Republicans sue to block new congressional map in Maryland
ANNAPOLIS, Md. (AP) — A group of Republican legislators and voters filed a lawsuit Thursday to block implementation of Maryland’s new congressional map, arguing that it’s an extreme example of Democratic gerrymandering.
A group called Fair Maps Maryland filed the lawsuit in Annapolis on behalf of plaintiffs including Republican delegates Kathryn Szeliga and Christopher Adams. The suit says the new maps approved earlier this month by the state legislature violate the state constitution by creating an unfair advantage for Democrats.

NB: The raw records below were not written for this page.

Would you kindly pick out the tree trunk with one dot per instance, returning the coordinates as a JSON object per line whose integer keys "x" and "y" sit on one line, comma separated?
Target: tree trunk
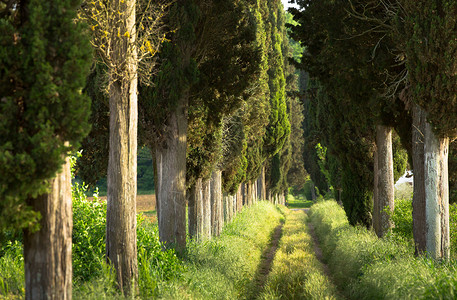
{"x": 239, "y": 198}
{"x": 155, "y": 167}
{"x": 171, "y": 177}
{"x": 385, "y": 180}
{"x": 47, "y": 252}
{"x": 121, "y": 250}
{"x": 217, "y": 218}
{"x": 249, "y": 193}
{"x": 436, "y": 152}
{"x": 419, "y": 221}
{"x": 195, "y": 210}
{"x": 206, "y": 203}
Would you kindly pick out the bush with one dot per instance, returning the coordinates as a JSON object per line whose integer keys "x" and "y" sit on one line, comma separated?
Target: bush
{"x": 224, "y": 267}
{"x": 12, "y": 271}
{"x": 403, "y": 219}
{"x": 89, "y": 232}
{"x": 296, "y": 272}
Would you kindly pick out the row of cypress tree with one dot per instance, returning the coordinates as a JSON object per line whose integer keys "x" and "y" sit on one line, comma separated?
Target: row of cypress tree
{"x": 215, "y": 106}
{"x": 382, "y": 73}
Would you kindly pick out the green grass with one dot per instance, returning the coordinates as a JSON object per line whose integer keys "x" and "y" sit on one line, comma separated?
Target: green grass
{"x": 366, "y": 267}
{"x": 404, "y": 191}
{"x": 298, "y": 201}
{"x": 296, "y": 272}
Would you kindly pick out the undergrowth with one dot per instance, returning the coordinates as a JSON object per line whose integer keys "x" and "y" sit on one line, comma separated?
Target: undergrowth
{"x": 296, "y": 272}
{"x": 224, "y": 267}
{"x": 365, "y": 267}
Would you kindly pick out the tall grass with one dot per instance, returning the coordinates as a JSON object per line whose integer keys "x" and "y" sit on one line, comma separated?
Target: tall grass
{"x": 12, "y": 271}
{"x": 365, "y": 267}
{"x": 296, "y": 272}
{"x": 224, "y": 267}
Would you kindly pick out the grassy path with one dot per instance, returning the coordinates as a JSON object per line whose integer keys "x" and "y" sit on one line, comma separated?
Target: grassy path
{"x": 296, "y": 272}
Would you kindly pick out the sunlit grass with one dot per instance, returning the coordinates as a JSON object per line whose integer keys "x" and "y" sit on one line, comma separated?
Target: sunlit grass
{"x": 224, "y": 267}
{"x": 366, "y": 267}
{"x": 296, "y": 272}
{"x": 298, "y": 201}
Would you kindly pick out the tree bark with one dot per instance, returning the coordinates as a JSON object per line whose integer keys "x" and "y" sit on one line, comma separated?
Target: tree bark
{"x": 47, "y": 252}
{"x": 171, "y": 177}
{"x": 206, "y": 203}
{"x": 384, "y": 177}
{"x": 195, "y": 210}
{"x": 376, "y": 217}
{"x": 436, "y": 152}
{"x": 262, "y": 186}
{"x": 243, "y": 194}
{"x": 217, "y": 218}
{"x": 121, "y": 249}
{"x": 249, "y": 193}
{"x": 419, "y": 221}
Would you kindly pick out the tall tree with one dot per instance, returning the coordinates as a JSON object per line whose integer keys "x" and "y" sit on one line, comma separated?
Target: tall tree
{"x": 208, "y": 61}
{"x": 430, "y": 29}
{"x": 45, "y": 58}
{"x": 123, "y": 43}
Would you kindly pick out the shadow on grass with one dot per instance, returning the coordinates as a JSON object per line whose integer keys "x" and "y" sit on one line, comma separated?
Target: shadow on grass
{"x": 298, "y": 202}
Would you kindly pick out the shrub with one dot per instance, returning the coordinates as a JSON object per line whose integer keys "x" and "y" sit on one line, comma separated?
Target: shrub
{"x": 224, "y": 267}
{"x": 296, "y": 272}
{"x": 365, "y": 267}
{"x": 89, "y": 232}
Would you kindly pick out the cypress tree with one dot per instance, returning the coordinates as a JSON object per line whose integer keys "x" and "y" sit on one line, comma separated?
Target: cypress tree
{"x": 45, "y": 58}
{"x": 430, "y": 29}
{"x": 208, "y": 61}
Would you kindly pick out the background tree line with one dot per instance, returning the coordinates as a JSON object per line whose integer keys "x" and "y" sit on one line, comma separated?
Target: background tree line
{"x": 206, "y": 86}
{"x": 381, "y": 85}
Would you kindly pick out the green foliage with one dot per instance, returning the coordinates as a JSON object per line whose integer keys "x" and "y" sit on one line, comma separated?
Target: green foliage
{"x": 366, "y": 267}
{"x": 45, "y": 57}
{"x": 453, "y": 229}
{"x": 89, "y": 231}
{"x": 429, "y": 29}
{"x": 298, "y": 201}
{"x": 92, "y": 166}
{"x": 403, "y": 219}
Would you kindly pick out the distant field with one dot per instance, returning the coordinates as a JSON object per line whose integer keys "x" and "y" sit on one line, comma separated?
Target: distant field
{"x": 145, "y": 204}
{"x": 298, "y": 201}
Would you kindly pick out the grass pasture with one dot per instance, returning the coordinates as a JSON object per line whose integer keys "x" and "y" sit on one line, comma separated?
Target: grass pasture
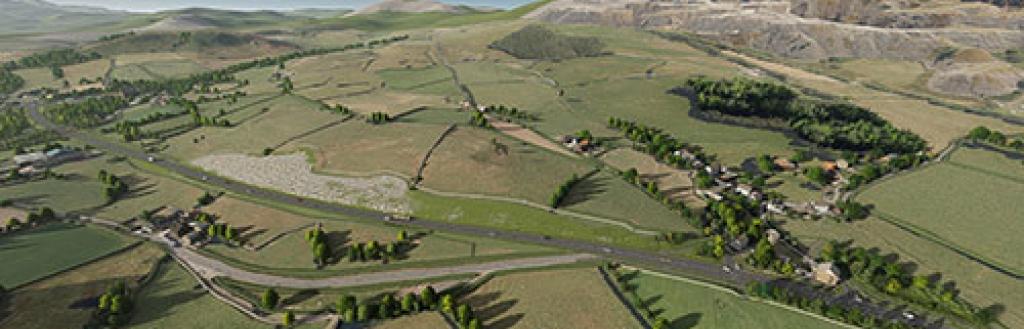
{"x": 68, "y": 300}
{"x": 42, "y": 251}
{"x": 427, "y": 320}
{"x": 254, "y": 129}
{"x": 968, "y": 202}
{"x": 256, "y": 223}
{"x": 607, "y": 195}
{"x": 478, "y": 161}
{"x": 687, "y": 304}
{"x": 977, "y": 283}
{"x": 291, "y": 255}
{"x": 551, "y": 298}
{"x": 360, "y": 149}
{"x": 675, "y": 182}
{"x": 172, "y": 300}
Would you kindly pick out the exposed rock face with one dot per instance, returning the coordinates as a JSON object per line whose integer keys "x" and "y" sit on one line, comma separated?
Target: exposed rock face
{"x": 773, "y": 27}
{"x": 975, "y": 73}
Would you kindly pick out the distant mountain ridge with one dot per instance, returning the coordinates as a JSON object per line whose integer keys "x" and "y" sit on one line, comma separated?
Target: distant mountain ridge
{"x": 18, "y": 16}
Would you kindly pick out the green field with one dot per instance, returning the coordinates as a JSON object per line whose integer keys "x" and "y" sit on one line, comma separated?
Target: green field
{"x": 968, "y": 202}
{"x": 360, "y": 149}
{"x": 551, "y": 298}
{"x": 469, "y": 161}
{"x": 607, "y": 195}
{"x": 67, "y": 300}
{"x": 172, "y": 300}
{"x": 52, "y": 248}
{"x": 687, "y": 304}
{"x": 292, "y": 255}
{"x": 253, "y": 128}
{"x": 512, "y": 216}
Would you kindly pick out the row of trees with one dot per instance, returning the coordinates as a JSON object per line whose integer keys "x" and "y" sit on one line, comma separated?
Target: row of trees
{"x": 888, "y": 275}
{"x": 33, "y": 218}
{"x": 511, "y": 113}
{"x": 85, "y": 114}
{"x": 853, "y": 316}
{"x": 180, "y": 86}
{"x": 116, "y": 188}
{"x": 836, "y": 125}
{"x": 663, "y": 146}
{"x": 982, "y": 133}
{"x": 51, "y": 58}
{"x": 563, "y": 191}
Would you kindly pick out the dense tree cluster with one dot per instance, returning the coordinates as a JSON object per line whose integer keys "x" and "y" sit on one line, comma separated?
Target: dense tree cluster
{"x": 887, "y": 275}
{"x": 836, "y": 125}
{"x": 537, "y": 42}
{"x": 388, "y": 305}
{"x": 51, "y": 58}
{"x": 563, "y": 191}
{"x": 85, "y": 114}
{"x": 116, "y": 188}
{"x": 317, "y": 240}
{"x": 478, "y": 120}
{"x": 9, "y": 82}
{"x": 817, "y": 304}
{"x": 732, "y": 218}
{"x": 114, "y": 307}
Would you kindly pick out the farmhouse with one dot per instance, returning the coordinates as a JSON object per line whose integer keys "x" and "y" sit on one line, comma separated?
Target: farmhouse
{"x": 825, "y": 273}
{"x": 785, "y": 164}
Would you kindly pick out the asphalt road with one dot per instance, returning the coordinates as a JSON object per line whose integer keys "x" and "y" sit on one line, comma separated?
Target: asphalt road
{"x": 737, "y": 278}
{"x": 734, "y": 277}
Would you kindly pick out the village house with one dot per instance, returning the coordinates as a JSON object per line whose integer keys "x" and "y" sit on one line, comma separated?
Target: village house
{"x": 825, "y": 273}
{"x": 829, "y": 166}
{"x": 775, "y": 207}
{"x": 772, "y": 235}
{"x": 785, "y": 164}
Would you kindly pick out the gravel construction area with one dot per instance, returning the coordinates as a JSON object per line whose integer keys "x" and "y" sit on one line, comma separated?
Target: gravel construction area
{"x": 292, "y": 173}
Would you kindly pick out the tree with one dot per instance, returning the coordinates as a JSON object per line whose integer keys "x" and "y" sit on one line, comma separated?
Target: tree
{"x": 345, "y": 302}
{"x": 979, "y": 133}
{"x": 765, "y": 164}
{"x": 363, "y": 313}
{"x": 448, "y": 303}
{"x": 269, "y": 299}
{"x": 817, "y": 174}
{"x": 12, "y": 222}
{"x": 289, "y": 319}
{"x": 409, "y": 302}
{"x": 429, "y": 297}
{"x": 464, "y": 314}
{"x": 387, "y": 309}
{"x": 893, "y": 286}
{"x": 662, "y": 323}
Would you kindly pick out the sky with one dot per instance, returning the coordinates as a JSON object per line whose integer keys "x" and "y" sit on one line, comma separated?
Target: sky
{"x": 156, "y": 5}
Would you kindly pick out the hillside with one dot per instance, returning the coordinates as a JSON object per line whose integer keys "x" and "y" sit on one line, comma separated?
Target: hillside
{"x": 412, "y": 6}
{"x": 22, "y": 16}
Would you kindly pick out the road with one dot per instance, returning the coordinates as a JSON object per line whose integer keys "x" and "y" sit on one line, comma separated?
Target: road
{"x": 736, "y": 278}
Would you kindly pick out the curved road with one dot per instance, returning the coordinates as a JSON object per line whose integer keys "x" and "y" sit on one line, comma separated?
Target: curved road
{"x": 737, "y": 278}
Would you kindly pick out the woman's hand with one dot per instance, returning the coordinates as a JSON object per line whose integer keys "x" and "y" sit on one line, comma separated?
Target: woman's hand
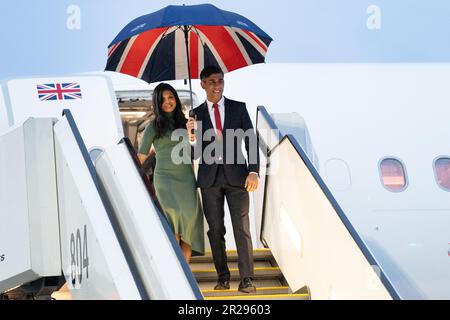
{"x": 251, "y": 183}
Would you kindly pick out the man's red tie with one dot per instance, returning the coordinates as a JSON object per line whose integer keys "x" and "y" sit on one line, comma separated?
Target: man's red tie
{"x": 218, "y": 120}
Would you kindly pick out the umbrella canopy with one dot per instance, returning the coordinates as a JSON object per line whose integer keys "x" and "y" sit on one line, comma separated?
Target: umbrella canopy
{"x": 167, "y": 44}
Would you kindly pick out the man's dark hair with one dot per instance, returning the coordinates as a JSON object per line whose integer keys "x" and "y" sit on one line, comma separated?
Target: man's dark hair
{"x": 209, "y": 70}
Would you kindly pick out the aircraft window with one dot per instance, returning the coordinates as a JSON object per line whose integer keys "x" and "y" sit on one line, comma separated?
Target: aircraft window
{"x": 442, "y": 172}
{"x": 393, "y": 174}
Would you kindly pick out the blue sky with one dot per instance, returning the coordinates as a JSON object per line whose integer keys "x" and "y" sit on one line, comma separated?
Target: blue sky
{"x": 37, "y": 41}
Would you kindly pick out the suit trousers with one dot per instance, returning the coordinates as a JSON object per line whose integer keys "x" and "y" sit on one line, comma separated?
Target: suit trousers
{"x": 238, "y": 203}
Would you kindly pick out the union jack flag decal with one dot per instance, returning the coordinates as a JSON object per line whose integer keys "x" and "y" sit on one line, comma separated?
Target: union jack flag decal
{"x": 59, "y": 91}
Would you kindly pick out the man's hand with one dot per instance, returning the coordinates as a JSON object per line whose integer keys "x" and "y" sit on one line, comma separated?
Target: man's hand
{"x": 191, "y": 125}
{"x": 251, "y": 183}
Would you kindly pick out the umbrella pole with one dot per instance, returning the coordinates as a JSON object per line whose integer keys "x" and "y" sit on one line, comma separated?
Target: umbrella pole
{"x": 186, "y": 39}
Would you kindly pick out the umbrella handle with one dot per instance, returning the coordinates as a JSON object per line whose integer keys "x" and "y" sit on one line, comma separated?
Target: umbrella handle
{"x": 192, "y": 115}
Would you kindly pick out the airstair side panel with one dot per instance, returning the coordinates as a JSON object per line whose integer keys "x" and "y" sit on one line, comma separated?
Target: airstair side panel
{"x": 29, "y": 230}
{"x": 165, "y": 273}
{"x": 310, "y": 237}
{"x": 4, "y": 123}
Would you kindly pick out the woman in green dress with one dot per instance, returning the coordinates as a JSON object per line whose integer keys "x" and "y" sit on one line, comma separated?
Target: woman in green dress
{"x": 174, "y": 183}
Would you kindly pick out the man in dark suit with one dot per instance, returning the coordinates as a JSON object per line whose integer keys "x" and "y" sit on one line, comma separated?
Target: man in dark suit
{"x": 223, "y": 172}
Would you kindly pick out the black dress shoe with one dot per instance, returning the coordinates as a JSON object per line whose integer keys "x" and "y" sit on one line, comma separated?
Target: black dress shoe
{"x": 222, "y": 285}
{"x": 246, "y": 285}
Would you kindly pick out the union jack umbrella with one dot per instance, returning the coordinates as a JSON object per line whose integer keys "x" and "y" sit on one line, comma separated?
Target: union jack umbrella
{"x": 176, "y": 42}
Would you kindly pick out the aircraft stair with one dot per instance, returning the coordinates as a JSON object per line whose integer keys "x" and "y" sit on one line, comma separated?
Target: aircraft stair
{"x": 269, "y": 281}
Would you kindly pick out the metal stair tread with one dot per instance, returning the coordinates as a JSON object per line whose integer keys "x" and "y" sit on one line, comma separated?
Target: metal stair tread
{"x": 235, "y": 291}
{"x": 258, "y": 254}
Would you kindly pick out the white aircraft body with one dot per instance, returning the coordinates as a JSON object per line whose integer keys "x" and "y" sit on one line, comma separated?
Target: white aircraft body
{"x": 353, "y": 199}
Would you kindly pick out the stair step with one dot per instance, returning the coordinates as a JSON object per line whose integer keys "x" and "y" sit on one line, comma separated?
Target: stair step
{"x": 236, "y": 292}
{"x": 259, "y": 283}
{"x": 302, "y": 296}
{"x": 258, "y": 255}
{"x": 259, "y": 273}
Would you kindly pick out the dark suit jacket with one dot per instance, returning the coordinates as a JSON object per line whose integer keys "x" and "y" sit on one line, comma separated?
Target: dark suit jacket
{"x": 235, "y": 166}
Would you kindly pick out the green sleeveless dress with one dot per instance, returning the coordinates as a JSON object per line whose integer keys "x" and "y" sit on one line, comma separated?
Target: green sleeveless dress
{"x": 175, "y": 188}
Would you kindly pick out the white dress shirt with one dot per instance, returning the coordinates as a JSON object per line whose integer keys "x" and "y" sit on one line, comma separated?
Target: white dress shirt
{"x": 221, "y": 105}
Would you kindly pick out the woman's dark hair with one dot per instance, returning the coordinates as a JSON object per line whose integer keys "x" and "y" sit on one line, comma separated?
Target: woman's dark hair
{"x": 161, "y": 122}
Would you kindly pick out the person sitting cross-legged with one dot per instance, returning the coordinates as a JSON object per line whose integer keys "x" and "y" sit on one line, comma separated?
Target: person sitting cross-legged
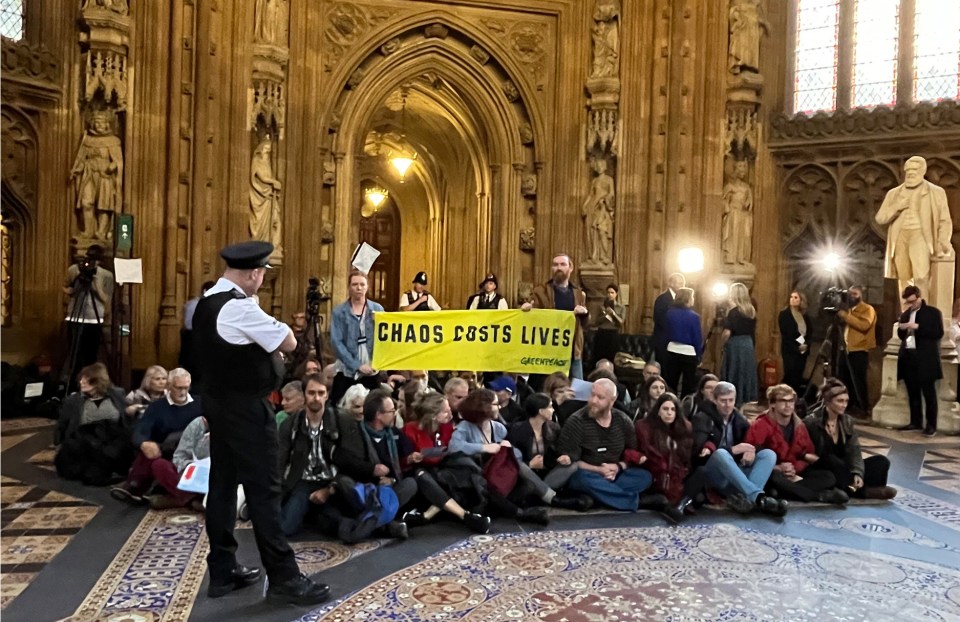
{"x": 156, "y": 436}
{"x": 733, "y": 467}
{"x": 597, "y": 439}
{"x": 780, "y": 430}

The legislature, overwhelmingly controlled by Democrats, rejected maps submitted by Republican Gov. Larry Hogan that were based on the work of a citizen redistricting committee. The legislature’s maps were vetoed by Hogan, but the legislature overrode his veto.
Democrats currently hold seven of the state’s eight congressional seats. Analysts say the maps approved by the legislature will give Democrats at least a shot at winning the eighth district now held by Republican Andy Harris.
The maps proposed by Hogan would have given Republicans a shot at winning at least two districts.
The lawsuit filed Thursday comes a day after the conservative legal group Judicial Watch filed a similar lawsuit.
The suits challenge the maps under the state constitution; in 2019, the U.S. Supreme Court ruled that claims of partisan gerrymandering are political questions beyond the reach of federal courts.